Yussif Ali Mere Junior, presidente da FEHOESP e do SINDHOSP, e Cláudia Cohn, presidente da Abramed, também participaram da abertura do fórum. Estiveram presentes, ainda, José Carlos Barbério e Marcelo Gratão, respectivamente presidente e gestor do IEPAS, e a superintendente jurídica da FEHOESP e SINDHOSP, Eriete Teixeira.

Proferindo palestra sobre certificação digital e a RDC 30, José Carlos Moutinho, diretor de Controle e Monitoramento Sanitário da Anvisa, afirmou que “a certificação digital é uma questão extremamente necessária em alguns aspectos”.

O dirigente explicou também que os serviços devem respeitar o prazo de 180 dias para implementação das normas da resolução. “Como é uma lei, já está em vigor, e não temos competência para dar mais prazo”, informou.

Na sequência, Luiz Gastão Rosenfeld, coordenador da câmara técnica da ABRAMED, fez uma síntese das posições e dúvidas do setor, destacando que os laudos laboratoriais estão sendo tratados como documentos jurídicos. “Na realidade, o laudo é um documento sigiloso entre o laboratório, o médico e o paciente”, disse.

Ao final do evento, um talk show coordenado pelo diretor da SBPC/ML, Wilson Shcolnik, trouxe as visões sobre o tema por parte tanto do setor laboratorial como das vigilâncias sanitárias nos níveis federal, estadual e regional.

Segundo Monica Grau, diretora do Centro de Vigilância Sanitária do Estado de São Paulo – CVS/SP, a RDC 30 é muito nova e possui ainda pouco conhecimento técnico por parte do órgão. “Esta medida nos causou surpresa.
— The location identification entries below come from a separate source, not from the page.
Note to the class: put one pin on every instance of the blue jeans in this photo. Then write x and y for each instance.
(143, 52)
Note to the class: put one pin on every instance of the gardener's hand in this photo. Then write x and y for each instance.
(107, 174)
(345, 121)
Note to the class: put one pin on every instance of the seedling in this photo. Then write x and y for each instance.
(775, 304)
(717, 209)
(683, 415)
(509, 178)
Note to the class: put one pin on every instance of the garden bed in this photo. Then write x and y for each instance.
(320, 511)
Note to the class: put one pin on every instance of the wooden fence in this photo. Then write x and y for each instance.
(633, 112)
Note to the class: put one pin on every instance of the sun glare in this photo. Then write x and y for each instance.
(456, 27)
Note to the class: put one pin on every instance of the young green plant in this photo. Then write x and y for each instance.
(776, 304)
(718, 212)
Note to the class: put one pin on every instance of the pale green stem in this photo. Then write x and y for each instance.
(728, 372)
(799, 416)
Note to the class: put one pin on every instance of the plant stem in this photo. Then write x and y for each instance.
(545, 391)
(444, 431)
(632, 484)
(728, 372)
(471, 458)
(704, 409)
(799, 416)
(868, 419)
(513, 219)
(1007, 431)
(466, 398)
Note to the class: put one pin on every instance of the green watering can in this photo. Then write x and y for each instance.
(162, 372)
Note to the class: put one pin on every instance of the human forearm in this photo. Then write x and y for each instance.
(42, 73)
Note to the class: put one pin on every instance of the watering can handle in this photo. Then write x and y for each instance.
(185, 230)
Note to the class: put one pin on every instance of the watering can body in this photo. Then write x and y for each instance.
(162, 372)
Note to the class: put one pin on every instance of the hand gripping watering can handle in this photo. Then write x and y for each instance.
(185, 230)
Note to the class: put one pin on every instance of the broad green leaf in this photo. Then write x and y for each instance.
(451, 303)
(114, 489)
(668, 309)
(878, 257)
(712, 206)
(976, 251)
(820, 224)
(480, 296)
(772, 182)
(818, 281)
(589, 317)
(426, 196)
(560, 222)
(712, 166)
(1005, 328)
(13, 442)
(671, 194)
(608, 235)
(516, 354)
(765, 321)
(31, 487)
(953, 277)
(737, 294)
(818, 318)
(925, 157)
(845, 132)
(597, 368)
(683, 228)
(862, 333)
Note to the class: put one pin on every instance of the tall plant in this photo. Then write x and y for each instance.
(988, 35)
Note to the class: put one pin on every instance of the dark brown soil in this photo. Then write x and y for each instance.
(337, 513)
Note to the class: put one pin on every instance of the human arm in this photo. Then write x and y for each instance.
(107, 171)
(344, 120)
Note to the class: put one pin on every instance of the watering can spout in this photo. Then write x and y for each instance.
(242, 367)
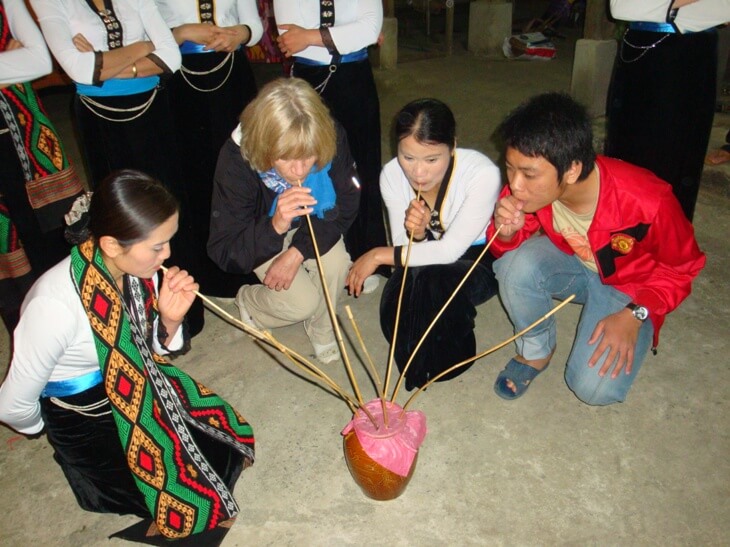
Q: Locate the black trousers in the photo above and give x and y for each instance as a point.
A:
(660, 107)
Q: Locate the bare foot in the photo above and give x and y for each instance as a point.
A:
(537, 364)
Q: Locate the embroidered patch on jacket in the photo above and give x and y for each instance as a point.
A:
(622, 243)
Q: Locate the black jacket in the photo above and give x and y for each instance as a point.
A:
(242, 236)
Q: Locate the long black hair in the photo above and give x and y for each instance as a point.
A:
(429, 121)
(127, 206)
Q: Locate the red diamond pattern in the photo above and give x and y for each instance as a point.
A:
(146, 461)
(174, 519)
(101, 306)
(124, 386)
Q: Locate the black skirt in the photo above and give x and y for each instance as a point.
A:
(661, 105)
(352, 97)
(88, 449)
(204, 119)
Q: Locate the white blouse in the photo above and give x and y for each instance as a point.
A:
(465, 213)
(226, 13)
(695, 17)
(32, 60)
(357, 24)
(53, 341)
(61, 20)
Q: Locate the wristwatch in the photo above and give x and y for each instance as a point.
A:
(640, 312)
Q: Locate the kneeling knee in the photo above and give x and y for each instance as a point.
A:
(597, 393)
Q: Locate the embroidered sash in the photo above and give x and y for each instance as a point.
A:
(154, 405)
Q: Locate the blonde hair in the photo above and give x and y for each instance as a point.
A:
(287, 120)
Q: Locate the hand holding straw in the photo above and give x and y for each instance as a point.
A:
(391, 356)
(265, 336)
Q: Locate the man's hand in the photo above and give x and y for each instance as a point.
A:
(508, 214)
(618, 334)
(292, 203)
(283, 269)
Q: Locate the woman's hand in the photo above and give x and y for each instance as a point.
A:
(13, 44)
(283, 269)
(297, 39)
(213, 37)
(176, 296)
(82, 44)
(292, 203)
(364, 267)
(228, 39)
(418, 215)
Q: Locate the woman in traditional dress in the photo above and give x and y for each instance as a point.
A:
(37, 183)
(328, 42)
(458, 189)
(119, 54)
(208, 94)
(287, 159)
(127, 427)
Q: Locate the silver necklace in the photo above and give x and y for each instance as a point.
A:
(644, 49)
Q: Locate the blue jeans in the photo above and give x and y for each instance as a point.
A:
(529, 278)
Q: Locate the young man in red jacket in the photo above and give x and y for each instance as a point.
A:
(609, 232)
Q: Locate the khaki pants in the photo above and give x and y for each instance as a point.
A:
(304, 301)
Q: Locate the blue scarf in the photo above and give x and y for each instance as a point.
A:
(317, 179)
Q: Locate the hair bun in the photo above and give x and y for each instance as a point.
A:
(77, 220)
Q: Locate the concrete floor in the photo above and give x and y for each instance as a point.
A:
(543, 470)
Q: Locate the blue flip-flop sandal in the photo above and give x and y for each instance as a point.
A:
(521, 376)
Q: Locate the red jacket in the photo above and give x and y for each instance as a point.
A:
(641, 241)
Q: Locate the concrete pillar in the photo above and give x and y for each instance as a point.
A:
(490, 22)
(388, 51)
(592, 67)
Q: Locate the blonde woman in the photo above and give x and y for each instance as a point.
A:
(288, 158)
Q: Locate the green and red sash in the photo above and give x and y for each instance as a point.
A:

É uma situação que devemos conversar muito internamente para desenvolvermos como vamos cobrar isso”, afirmou.

A diretora lembrou que, dentro dos quadros da vigilância, existem hoje apenas dois profissionais de Tecnologia da Informação para todo o Estado, ainda assim para cuidar dos sistemas internos do órgão.

José Carlos Moutinho, da Anvisa, afirmou que será definido um cronograma para a capacitação de seus próprios órgãos de vigilância sanitária em todo o país. Além disso, se comprometeu a receber mais uma vez as entidades do setor para conversar a respeito do cumprimento da resolução, tirando possíveis dúvidas e discutindo caminhos para sua implementação.